After vaccuming the bottom a couple of times, I decided my time was better spent elsewhere and I determined to buy one of those bottom crawling pool robots to do the job for me.
So, I go to the local pool store here in rural PA.
The last few times I’d been in there to buy chemicals I didn’t get the time of day, but as soon as I sidle up to the pool robots, I get attacked with customer service.
“That one’s a nice unit!” the guy says.
“What’s so special?” I ask.
The guy starts reading the box to me. I didn’t his help for that.
I look at a few different ones, but I can’t seem to get the guy to go away. Each time I start to examine a box, he jumps in and starts telling me what a nice unit it is, and then reads the box out loud.
He starts trying to qualify me by asking questions about my pool, and doesn’t seem to get the message when I keep telling him “I’m just looking.”
So, even though I came here to buy a pool robot, I decide to leave, and maybe come back when I can evaluate the different kinds in peace or with the help of a knowledgable salesperson.
At which point the guy makes an overture:
“You haven’t seen this one. It’s probably the best for the money.”
I go to look at it, and it’s in the middle of the price range, seems well-built, simple, and it’s made by the same manufacturer as my filter.

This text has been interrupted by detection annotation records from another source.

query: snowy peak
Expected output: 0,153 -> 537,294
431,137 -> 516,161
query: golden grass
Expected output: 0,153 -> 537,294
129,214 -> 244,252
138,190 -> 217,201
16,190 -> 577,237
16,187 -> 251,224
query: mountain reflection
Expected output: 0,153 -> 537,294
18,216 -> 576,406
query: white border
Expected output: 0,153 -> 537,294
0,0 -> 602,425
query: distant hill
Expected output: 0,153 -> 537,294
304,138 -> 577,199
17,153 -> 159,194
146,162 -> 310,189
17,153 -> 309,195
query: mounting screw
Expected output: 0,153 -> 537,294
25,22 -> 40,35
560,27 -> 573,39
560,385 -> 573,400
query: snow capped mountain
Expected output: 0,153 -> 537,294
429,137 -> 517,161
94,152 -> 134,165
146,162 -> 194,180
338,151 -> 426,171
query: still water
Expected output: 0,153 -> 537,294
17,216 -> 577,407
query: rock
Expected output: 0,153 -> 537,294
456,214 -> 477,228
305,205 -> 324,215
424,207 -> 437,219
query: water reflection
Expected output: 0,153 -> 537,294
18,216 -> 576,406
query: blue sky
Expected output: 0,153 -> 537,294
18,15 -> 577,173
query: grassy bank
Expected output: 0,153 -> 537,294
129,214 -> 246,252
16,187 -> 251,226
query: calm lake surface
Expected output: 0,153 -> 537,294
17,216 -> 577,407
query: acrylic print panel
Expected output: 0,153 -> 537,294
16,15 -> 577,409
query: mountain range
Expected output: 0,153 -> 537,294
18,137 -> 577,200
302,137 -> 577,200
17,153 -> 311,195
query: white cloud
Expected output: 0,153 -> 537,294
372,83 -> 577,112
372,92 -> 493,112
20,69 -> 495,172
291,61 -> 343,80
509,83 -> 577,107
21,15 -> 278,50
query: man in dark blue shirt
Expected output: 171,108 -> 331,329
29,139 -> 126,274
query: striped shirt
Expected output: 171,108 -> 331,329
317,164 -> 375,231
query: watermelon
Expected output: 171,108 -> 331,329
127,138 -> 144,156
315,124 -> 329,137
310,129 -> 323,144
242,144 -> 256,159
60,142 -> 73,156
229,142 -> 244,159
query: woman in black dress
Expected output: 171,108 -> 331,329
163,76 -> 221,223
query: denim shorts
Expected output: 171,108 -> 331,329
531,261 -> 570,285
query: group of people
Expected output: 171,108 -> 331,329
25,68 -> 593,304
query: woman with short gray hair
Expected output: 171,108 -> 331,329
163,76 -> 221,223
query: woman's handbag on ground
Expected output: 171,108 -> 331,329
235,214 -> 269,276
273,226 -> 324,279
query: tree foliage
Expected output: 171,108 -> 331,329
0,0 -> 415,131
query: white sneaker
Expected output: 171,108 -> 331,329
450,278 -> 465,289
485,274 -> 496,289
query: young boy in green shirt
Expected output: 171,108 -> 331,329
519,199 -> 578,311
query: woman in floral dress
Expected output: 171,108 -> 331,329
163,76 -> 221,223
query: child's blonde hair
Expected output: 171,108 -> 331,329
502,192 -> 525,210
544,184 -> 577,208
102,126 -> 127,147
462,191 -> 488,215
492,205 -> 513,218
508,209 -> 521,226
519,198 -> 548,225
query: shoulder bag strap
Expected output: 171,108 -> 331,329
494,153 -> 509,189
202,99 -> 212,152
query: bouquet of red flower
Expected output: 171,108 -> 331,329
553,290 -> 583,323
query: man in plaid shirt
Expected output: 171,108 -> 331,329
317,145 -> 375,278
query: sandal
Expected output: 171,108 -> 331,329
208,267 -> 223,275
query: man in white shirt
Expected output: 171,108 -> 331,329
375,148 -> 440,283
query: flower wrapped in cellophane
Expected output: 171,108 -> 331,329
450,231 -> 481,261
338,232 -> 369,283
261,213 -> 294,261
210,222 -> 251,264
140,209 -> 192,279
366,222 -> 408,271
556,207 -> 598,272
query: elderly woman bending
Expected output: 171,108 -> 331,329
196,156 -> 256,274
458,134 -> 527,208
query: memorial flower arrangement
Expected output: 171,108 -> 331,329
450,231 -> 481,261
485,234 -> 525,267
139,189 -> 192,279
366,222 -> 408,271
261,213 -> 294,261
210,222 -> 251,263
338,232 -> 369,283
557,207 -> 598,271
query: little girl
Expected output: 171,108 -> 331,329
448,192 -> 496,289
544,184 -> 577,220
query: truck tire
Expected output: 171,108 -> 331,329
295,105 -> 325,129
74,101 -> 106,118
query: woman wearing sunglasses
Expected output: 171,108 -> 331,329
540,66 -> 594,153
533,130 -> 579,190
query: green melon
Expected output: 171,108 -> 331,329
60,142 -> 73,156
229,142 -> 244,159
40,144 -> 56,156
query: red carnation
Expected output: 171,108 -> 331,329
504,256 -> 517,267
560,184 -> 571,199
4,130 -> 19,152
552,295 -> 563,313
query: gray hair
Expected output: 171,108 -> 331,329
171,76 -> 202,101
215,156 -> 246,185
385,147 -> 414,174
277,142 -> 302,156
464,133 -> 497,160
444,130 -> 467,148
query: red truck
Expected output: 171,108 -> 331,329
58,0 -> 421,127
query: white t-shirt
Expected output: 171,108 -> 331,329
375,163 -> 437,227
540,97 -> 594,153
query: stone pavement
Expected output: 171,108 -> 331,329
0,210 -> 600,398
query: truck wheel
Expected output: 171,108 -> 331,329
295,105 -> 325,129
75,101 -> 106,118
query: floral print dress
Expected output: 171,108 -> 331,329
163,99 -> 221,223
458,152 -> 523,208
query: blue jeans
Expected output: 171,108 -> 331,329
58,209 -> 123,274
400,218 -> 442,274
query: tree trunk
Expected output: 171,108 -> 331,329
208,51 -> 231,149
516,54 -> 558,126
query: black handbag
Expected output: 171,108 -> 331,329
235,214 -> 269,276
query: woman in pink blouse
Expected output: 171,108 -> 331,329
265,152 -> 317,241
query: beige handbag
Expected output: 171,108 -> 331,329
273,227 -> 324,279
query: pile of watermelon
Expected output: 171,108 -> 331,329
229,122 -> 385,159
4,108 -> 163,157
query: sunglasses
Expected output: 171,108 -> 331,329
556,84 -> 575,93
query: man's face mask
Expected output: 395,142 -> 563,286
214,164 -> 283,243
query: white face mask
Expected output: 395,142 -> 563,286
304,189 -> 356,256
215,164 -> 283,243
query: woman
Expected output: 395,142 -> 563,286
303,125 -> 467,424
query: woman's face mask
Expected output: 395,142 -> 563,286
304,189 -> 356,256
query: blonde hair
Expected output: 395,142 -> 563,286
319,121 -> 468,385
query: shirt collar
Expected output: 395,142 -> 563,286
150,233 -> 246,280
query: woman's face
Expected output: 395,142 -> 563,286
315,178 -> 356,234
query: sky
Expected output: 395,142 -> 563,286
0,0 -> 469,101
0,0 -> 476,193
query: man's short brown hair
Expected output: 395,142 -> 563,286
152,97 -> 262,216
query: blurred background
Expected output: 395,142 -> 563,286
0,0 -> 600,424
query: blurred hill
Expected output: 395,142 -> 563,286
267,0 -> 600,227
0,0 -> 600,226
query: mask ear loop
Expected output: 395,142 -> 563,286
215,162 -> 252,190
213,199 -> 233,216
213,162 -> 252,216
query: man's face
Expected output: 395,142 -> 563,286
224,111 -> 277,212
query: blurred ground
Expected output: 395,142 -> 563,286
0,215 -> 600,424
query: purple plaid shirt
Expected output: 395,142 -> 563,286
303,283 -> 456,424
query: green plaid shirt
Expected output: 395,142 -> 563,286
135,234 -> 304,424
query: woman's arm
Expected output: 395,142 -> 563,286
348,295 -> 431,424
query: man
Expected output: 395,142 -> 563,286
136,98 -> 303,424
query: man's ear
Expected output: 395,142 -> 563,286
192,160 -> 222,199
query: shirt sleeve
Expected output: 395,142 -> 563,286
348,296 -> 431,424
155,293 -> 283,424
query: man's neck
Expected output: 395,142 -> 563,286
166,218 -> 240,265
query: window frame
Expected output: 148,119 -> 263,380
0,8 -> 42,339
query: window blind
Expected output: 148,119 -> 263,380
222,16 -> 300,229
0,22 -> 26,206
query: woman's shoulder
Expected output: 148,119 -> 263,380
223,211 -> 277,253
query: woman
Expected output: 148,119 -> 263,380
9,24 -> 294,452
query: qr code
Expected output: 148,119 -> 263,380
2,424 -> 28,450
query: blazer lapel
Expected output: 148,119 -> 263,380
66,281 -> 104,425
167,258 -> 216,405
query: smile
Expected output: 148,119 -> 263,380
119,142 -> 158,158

“It doesn’t have a lot of extra features, but it’s a reliable workhorse, and it does a good job. It’s what we use in our pools.”
Ok, I think. Maybe the guy does have something to offer after all. I look it over, see the two year warranty. It’s on sale. It’s just what I’m looking for.
“I think this will do,” I say.
“Great!” he says, and picks it up to carry it to check out for me. “These things are great. It’s like having your own personal black man cleaning your pool.”
I’m kind of stunned and don’t say anything. The worst is that a moment later I get annoyed. I really want this thing, but now I feel obligated to inconvenience myself and not by it, because of what the guy just said.
I think about what I’d say to you guys, or my friend the newspaper editor who’s black (although he doesn’t care about this kind of thing. He seems to think these kind of guys blow themselves up without the need of outside help.)
I say “I think I want to think about this a little bit more.”
He says “If you don’t like it, you can bring it back. Don’t worry. You’ll love it.”
So, I sigh, and say what I feel I need to say.
“Actually, I didn’t like your comment.”
“What comment?”
“The thing about the black guy in the pool.”
He gives me concerned “I didn’t mean anything by it. I was just making a joke.”
“I know. No big deal. But, I don’t want to buy it now. Have a nice day.”
He actually follows me out the door, apologizing, but it really feels like he’s chasing a sale.
He keeps saying that he didn’t mean to offend me, that it just came out, adn I keep saying it’s no big deal and thanks for the help, and then I go home and look at the bugs at the bottom of the pool.
After a few moments trying to ponder my little morality play, I’m not sure what’s been accomplished.
I’m not happy. My pool is dirty. The pool guy isn’t happy. He didn’t get a sale. Where’s the gain?
Then it kind of creeps into the back of my head, and it grows and takes on strength.
It Would be nice to have my personal black guy cleaning my pool. But, it’d be even nicer to have that fat white guy doing it.